A virgindade é um conceito construído socialmente em torno da primeira experiência sexual. Para as pessoas do sexo feminino, a ideia de “perder a virgindade” usualmente está atrelada ao hímen, que é uma membrana que recobre parcialmente a área interna da genitália feminina e que, supostamente, se rompe com a penetração sexual.  

Baseado nesse entendimento, é comum que crianças e adolescentes sob suspeita de vitimização sexual sejam encaminhados para exames dedicados a avaliar se foram submetidas à penetração.
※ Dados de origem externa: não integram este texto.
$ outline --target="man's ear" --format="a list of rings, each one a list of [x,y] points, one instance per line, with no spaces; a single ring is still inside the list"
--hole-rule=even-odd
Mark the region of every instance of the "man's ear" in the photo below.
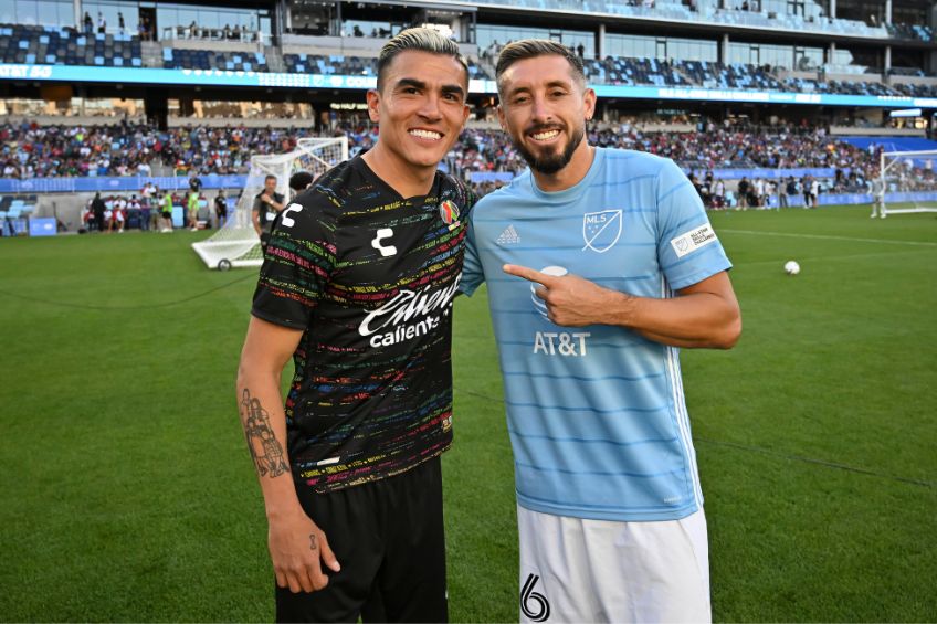
[[[582,101],[586,104],[586,120],[590,120],[596,114],[596,89],[587,88],[582,94]]]
[[[368,102],[368,117],[375,124],[380,124],[380,92],[376,88],[368,89],[366,96]]]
Tais exames consistem na inspeção do órgão genital de meninas para verificar, a partir da aparência das estruturas dessa região corporal, se há anormalidades do hímen, como lacerações, cicatrizes, perfuração, alargamento do canal ou outros tipos de lesões resultantes de violação íntima.

Na nossa experiência, é comum observar que, ante a uma denúncia de abuso sexual contra uma criança ou adolescente, a família se sinta tranquilizada pelo resultado desse tipo de exame quando não são encontrados indícios físicos que confirmem a violência. Acreditam que isso significa que a criança ou adolescente não foi molestado, o que normalmente não condiz com a realidade.

Em primeiro lugar, é preciso lembrar que a violência sexual contra crianças e adolescentes nem sempre envolve contato físico e, nessas condições, obviamente não será possível identificar qualquer sinal corporal que evidencie o abuso. Além disso, a literatura científica tem apontado problemas com os exames acima referidos. Uma série de estudos recentes tem demonstrado que, mesmo quando a vítima alega que a violência ocorreu com a penetração de dedo ou pênis em sua vagina ou ânus, são enormemente frequentes os casos em que nenhum indício do estupro aparece. Isso se dá por vários fatores, como pela rápida capacidade de regeneração das mucosas em crianças e adolescentes e, especialmente, porque há tantas variações na constituição himenal que é muito difícil discriminar suas variações anatômicas.

Em 2018, a Organização Mundial da Saúde (OMS) se posicionou contrária às avaliações médicas que envolvem análise da integridade do hímen para conclusões sobre virgindade, isso mesmo em casos de violência sexual. Além de considerar as questões já postas por esse texto, a entidade acrescenta que esses exames são invasivos, de forma que têm efeito revitimizante sobre vítimas de violência sexual e constituem-se em violações aos direitos humanos. Ao exposto, coloca ainda que, a despeito da insuficiência das conclusões que oferecem, os exames de virgindade tendem a ser amplamente aceitos pelos tribunais, em detrimento da palavra da vítima e em favor do agressor, que muitas vezes se mantém impune.

De modo geral, existe um movimento global para a abolição dos exames de virgindade, fortemente apoiado pela comunidade científica. Não há razão para que esse tipo de prática continue a ser empregada e, sendo assim, é importante que pais e profissionais estejam cientes acerca de suas limitações para evitar conclusões sobre denúncias de abuso tão somente com base nessas avaliações.